Der Klimanotstand wurde mit dem Nein zum CO2-Gesetz noch unerträglicher. Die Einhaltung der Minimalziele des Pariser Abkommens ist in weite Ferne gerückt, die Schweizer Klimapolitik auf Jahre hinaus blockiert. Den zivilen Widerstand von Extinction Rebellion kann also nur ein Ignorant als alarmistisch oder extremistisch abtun. Dennoch liefert die einst in England von Biobauer Roger Hallam mitgegründete Extinction Rebellion Gründe für Kritik: Sie versteht sich als eine Bewegung «beyond politics», deren Ziel es ist, eine möglichst breite Masse zu mobilisieren. Inhaltlich bieten die RebellInnen wenig: Politische Programmpunkte, ein Modell für ein alternatives System sucht man vergebens. Zudem fiel Hallam, von dem sich Extinction Rebellion inzwischen distanziert hat, durch antisemitische Äusserungen auf.

In der Bewegung schwingt auch Esoterik mit: Sie setzt auf Seminare über «regenerative Kultur», die wenig konkret als «radikal liebender, tiefgehender innerer wie äusserer Wandel» beschrieben wird. Mensch, Gesellschaft und Kultur sollen sich gemäss den Zielen der Bewegung «Stück für Stück weiterentwickeln und verbessern» – auch Gebete und Zeremonien haben bei Extinction Rebellion Platz.

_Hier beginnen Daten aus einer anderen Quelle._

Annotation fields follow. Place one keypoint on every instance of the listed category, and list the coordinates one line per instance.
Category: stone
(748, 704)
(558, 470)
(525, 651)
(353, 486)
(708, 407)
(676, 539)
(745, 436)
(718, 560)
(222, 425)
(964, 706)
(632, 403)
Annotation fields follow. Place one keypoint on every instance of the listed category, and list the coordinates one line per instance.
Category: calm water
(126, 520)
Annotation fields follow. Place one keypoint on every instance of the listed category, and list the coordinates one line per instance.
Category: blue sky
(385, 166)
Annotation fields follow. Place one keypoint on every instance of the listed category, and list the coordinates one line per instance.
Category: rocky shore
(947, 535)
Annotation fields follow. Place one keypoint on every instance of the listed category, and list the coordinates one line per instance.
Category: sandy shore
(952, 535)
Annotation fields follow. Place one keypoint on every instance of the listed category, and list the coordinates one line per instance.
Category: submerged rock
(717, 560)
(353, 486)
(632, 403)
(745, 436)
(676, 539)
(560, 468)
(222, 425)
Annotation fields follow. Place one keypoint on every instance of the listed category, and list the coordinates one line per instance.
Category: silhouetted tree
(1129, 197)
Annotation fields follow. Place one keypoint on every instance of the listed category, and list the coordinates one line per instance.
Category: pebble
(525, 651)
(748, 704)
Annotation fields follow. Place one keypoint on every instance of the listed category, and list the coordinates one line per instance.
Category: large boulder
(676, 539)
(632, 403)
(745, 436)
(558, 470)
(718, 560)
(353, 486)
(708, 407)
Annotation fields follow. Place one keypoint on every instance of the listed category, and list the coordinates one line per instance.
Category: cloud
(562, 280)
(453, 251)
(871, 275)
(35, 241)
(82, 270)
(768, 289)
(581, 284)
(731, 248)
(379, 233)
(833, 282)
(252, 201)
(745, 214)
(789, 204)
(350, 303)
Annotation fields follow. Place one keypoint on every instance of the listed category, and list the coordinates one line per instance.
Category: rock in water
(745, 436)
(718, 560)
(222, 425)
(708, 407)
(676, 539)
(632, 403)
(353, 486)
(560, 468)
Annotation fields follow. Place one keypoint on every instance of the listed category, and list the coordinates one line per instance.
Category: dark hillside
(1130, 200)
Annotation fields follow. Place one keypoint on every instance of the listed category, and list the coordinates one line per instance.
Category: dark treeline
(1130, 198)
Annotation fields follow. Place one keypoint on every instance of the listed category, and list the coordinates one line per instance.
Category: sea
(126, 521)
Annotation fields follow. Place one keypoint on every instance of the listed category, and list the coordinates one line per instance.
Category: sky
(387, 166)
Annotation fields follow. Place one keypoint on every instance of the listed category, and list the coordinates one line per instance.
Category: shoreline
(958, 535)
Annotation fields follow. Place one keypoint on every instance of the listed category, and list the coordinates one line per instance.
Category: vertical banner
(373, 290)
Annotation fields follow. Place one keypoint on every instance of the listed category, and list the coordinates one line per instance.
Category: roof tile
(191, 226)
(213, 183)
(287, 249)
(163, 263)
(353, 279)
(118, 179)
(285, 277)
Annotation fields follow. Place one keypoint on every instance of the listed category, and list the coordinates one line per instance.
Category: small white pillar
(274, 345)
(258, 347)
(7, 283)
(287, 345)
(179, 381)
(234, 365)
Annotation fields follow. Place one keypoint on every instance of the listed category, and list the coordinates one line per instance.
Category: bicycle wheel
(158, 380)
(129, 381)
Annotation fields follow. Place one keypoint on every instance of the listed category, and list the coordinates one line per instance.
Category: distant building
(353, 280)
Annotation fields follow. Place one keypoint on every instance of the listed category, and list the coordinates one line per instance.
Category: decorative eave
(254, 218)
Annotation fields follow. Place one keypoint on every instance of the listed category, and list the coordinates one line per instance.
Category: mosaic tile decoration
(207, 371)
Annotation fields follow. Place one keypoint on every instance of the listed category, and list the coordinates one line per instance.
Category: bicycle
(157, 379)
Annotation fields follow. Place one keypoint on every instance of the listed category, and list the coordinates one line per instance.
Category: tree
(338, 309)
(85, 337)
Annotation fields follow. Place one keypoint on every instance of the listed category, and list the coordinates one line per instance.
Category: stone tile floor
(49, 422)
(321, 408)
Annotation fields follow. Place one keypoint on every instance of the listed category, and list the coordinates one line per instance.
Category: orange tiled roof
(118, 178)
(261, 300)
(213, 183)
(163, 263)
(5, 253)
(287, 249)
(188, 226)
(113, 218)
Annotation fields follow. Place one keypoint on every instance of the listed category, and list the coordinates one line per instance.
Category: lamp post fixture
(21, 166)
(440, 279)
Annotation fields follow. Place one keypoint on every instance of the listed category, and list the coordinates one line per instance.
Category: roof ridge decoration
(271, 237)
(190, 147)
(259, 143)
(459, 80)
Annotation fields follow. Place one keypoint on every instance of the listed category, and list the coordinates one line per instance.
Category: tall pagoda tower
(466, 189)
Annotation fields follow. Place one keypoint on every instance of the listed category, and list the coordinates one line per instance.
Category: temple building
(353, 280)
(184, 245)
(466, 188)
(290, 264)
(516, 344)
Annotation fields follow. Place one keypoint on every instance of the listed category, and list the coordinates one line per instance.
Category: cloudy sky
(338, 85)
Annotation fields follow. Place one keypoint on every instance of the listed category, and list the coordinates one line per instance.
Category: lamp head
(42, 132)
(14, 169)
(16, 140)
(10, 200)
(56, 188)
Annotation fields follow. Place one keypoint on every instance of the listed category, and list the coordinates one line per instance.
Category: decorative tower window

Kern der Strategie ist neben dem zivilen Ungehorsam die Idee der BürgerInnenversammlung. Die Bewegung geht hier weiter als die Grünen, die nach dem Vorbild anderer Länder einen Klimarat vorschlagen, der eigene Vorstösse ins Parlament einbringen könnte. Im Gegensatz dazu wollen die RebellInnen dem angestrebten Bevölkerungsausschuss, der zufällig ausgelost, aber repräsentativ sein soll, mehr Macht geben: «Nur die Mitglieder dieser Bürger*innenversammlung können sich, mit dem Allgemeinwohl im Sinne, beraten und nach bestem Wissen und Gewissen über die notwendigen Veränderungen entscheiden, die uns von unserem tödlichen Kurs abbringen», heisst es in der Aufforderung an den Bundesrat.

Die Idee, dass «einfache BürgerInnen» automatisch für das Allgemeinwohl stimmen würden, dass also in erster Linie die Parteipolitik der Bekämpfung des Klimawandels entgegenstünde, ist nicht nur simplifizierend. Sie macht die Bewegung auch anschlussfähig für rechte Positionen.

Muss man Extinction Rebellion also grundsätzlich ablehnen? Nein. Denn die Grundfrage, die die Bewegung aufwirft, ist aktueller denn je: Wie schaffen wir es, angesichts des Komplettversagens der institutionellen Politik der Dringlichkeit der Klimakrise zu begegnen?

BürgerInnenräte können darauf nicht die absolute Antwort sein, aber ein Baustein: In Frankreich etwa hat sich gezeigt, dass repräsentative und durch ExpertInnen informierte Bevölkerungsgremien zu durchaus griffigen Vorstössen führen. Die RebellInnen können hier wichtige Inputs liefern. Ihre Grundforderung ist zwar radikal, die AktivistInnen arbeiten aber an diversen Umsetzungsvorschlägen, die nicht zwangsläufig die demokratischen Institutionen angreifen.

Wie Extinction Rebellion – wie angekündigt – im Herbst Zürich «lahmlegen» will, bleibt offen. Derzeit fokussiert die Bewegung darauf, möglichst viele RebellInnen zu mobilisieren, die bereit sind, mit dem Einsatz des eigenen Körpers gegen die Klimakatastrophe zu kämpfen. Das grösste Verdienst der Bewegung bleibt, dass sie stört. Und Störung braucht es in der Klimakrise dringend.